Who can easily grasp the full meaning of this passage? On the one hand, it reveals the depths of Jesus’ humility. Jesus, the marginal Jew from Nazareth, the biggest backwater in the Roman Empire, goes to Jerusalem for Passover. He who is sinless travels the length of Palestine to make offerings for sin; the very God who parted the waters of the Red Sea offers a thanksgiving with Israel for its liberation; and perhaps most ironically of all, Jesus obeys the command to appear before God’s dwelling place on earth.
And yet, paradoxically, Jesus claims to be that very dwelling place. His flesh and blood shall be and are already the new temple of the living God. Like the temple in Jerusalem, Jesus’ body is not devoid of divinity; his divine person fills all his humanity, in such a way that the two can no longer be unraveled. So we read in the prologue of John’s Gospel:
And the Word became flesh and made his tabernacle among us, and we have seen his glory.
Where shall we see God’s dwelling place? It is in Jesus. He is the Temple. It is upon him, upon his flesh and blood, that we look, when we seek the face of God.

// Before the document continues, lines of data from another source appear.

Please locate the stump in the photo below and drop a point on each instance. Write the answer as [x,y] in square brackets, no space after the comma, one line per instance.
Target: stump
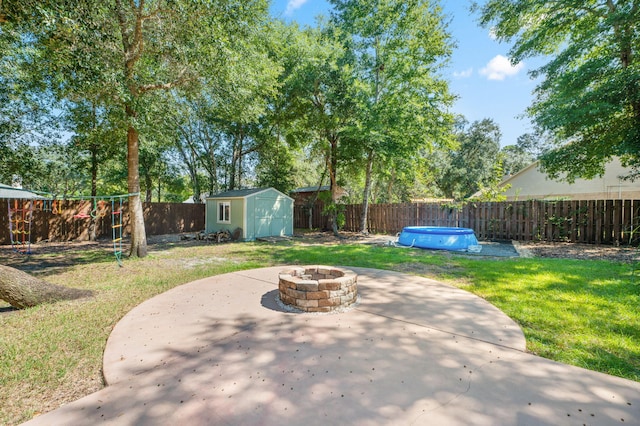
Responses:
[22,290]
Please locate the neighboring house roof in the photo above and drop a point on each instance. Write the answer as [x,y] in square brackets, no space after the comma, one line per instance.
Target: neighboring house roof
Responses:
[7,191]
[531,183]
[244,193]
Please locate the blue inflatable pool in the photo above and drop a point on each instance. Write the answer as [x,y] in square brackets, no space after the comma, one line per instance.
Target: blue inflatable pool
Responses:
[438,237]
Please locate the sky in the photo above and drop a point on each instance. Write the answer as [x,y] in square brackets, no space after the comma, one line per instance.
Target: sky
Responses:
[479,74]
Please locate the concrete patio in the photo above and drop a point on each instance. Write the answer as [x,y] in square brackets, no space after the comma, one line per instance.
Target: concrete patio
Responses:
[221,351]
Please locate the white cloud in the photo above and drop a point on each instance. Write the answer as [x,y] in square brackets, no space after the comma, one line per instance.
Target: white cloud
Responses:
[463,74]
[500,67]
[293,5]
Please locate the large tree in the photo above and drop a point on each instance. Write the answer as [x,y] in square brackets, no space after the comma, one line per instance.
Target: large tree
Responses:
[471,166]
[398,48]
[589,94]
[121,52]
[321,92]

But where is he now? Where has my Lord gone? When I look around the nave, and even in the sanctuary, I see nothing but sackcloth and ashes. All the crucifixes, even the one we carry in procession, are shrouded with the veil of mourning. I see no joy, only sorrow; I see no kingly glory, only a crown of thorns.
Destroy this temple. Jesus’ words speak directly to us. Destroy this temple. So even now, by our sin, we have. Destroy this temple. I, Lord, even I.

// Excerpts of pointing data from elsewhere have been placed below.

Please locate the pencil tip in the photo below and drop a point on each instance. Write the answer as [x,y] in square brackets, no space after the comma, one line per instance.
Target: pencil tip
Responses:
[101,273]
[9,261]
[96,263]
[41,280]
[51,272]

In Lent, we cover the images of Christ within the church, to remind ourselves that when Jesus went up to Jerusalem, he died,
and the holy temple of God was reduced to ruins. Ours were the hands that destroyed that dwelling place, Ours were the eyese that had so place to see him. John’s Gospel confronts us with this truth, not only on Good Friday, but even now, in the middle of Lent, when we are not yet ready to comprehend what it means. Before the time was ripe, before his hour had come, Jesus went up to Jerusalem. The words of the prophet Malachi, ring somberly in our ears:
the Lord whom you seek will suddenly come to his temple.
Let him not find us unprepared; rather through fasting and prayer, through the giving of alms and the reading of scripture, let us return to him. Let us remember his passion and follow his humility. For the Lord is patient and slow to anger; his temple is here, his very flesh and blood, in the sacrament of the altar. O Come, let us worship and bow down. Amen.